On one of my visits, Woody had told me about some boxes of songs and poems that he had written that had never been seen or set to melodies — that they were stored in the basement of his house in Coney Island and that I was welcome to them. He told me that if I wanted any of them to go see Margie, his wife, explain what I was there for. She’d unpack them for me. He gave me directions on how to find the house.

In the next day or so, I took the subway from the West 4th Street station all the way to the last stop, like he said, in Brooklyn, stepped out on the platform and went hunting for the house. Woody had said it was easy to find. I saw what looked to be a row of houses across a field, the kind he described, and I walked towards it only to discover I was walking out across a swamp. I sunk into the water, knee level, but kept going anyway — I could see the lights as I moved forward, didn’t really see any other way to go. When I came out on the other end, my pants from the knees down were drenched, frozen solid, and my feet almost numb but I found the house and knocked on the door. A babysitter opened it slightly, said that Margie, Woody’s wife, wasn’t there. One of Woody’s kids, Arlo, who would later become a professional singer and songwriter in his own right, told the babysitter to let me in. Arlo was probably about ten or twelve years old and didn’t know anything about any manuscripts locked in the basement. I didn’t want to push it — the babysitter was uncomfortable, and I stayed just long enough to warm up, said a quick good-bye and left with my boots still waterlogged, trudged back across the swamp to the subway platform.

Forty years later, these lyrics would fall into the hands of Billy Bragg and the group Wilco and they would put melodies to them, bring them to full life and record them. It was all done under the direction of Woody’s daughter Nora. These performers probably weren’t even born when I had made that trip out to Brooklyn.

I wouldn’t be going to see Woody today. I was sitting in Chloe’s kitchen, and the wind was howling and whistling by the window. I could look out on the street and see in both directions. Snow was falling like white dust. Up the street, towards the river, I watched a blonde lady in a fur coat with a guy in a heavy overcoat who walked with a limp. I watched them for a while and then looked over to the calendar on the wall.

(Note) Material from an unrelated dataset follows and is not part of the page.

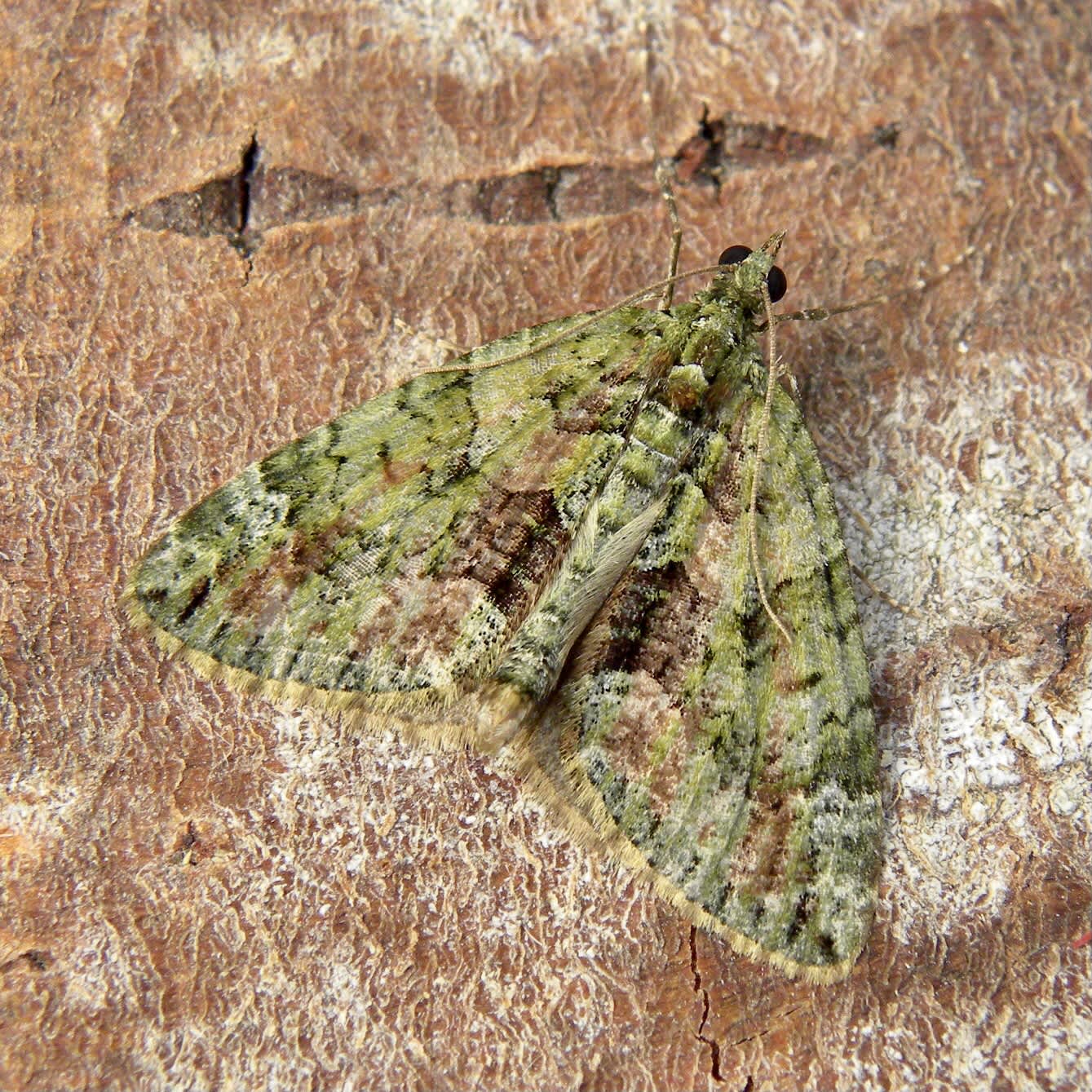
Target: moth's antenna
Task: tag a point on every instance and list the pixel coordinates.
(819, 313)
(773, 374)
(664, 178)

March was coming in like a lion and once more I wondered what it would take to get into a recording studio, to get signed by a folk record label — was I getting any closer? “No Happiness for Slater,” a song off The Modern Jazz Quartet’s record, played in the apartment.

One of Chloe’s hobbies was to put fancy buckles on old shoes and she suggested wanting to do it to mine.

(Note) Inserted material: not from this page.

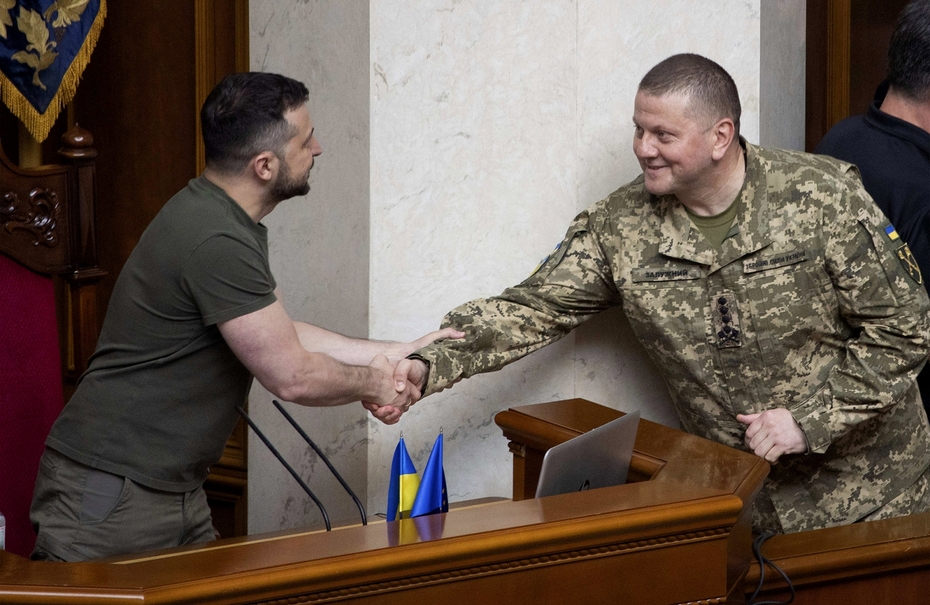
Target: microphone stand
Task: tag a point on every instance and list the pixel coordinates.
(286, 465)
(358, 503)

“Those clodhoppers could use some buckles,” she said.

I told her, no thanks, I didn’t need any buckles.

She said, “You got forty-eight hours to change your mind.” I wasn’t going to change my mind. Sometimes Chloe tried to give me motherly advice, especially about the opposite sex…that people get into their own fixes and not to care about anybody more than they care about themselves. The apartment was a good place to hibernate.

Once I was in the kitchen listening to Malcolm X talking on the radio. He was lecturing on why not to eat pork or ham, said that a pig is actually one third cat, one third rat, one third dog — it’s unclean and you shouldn’t eat it. It’s funny how things stick with you. About ten years later I was having dinner at Johnny Cash’s house outside of Nashville. There were a lot of songwriters there.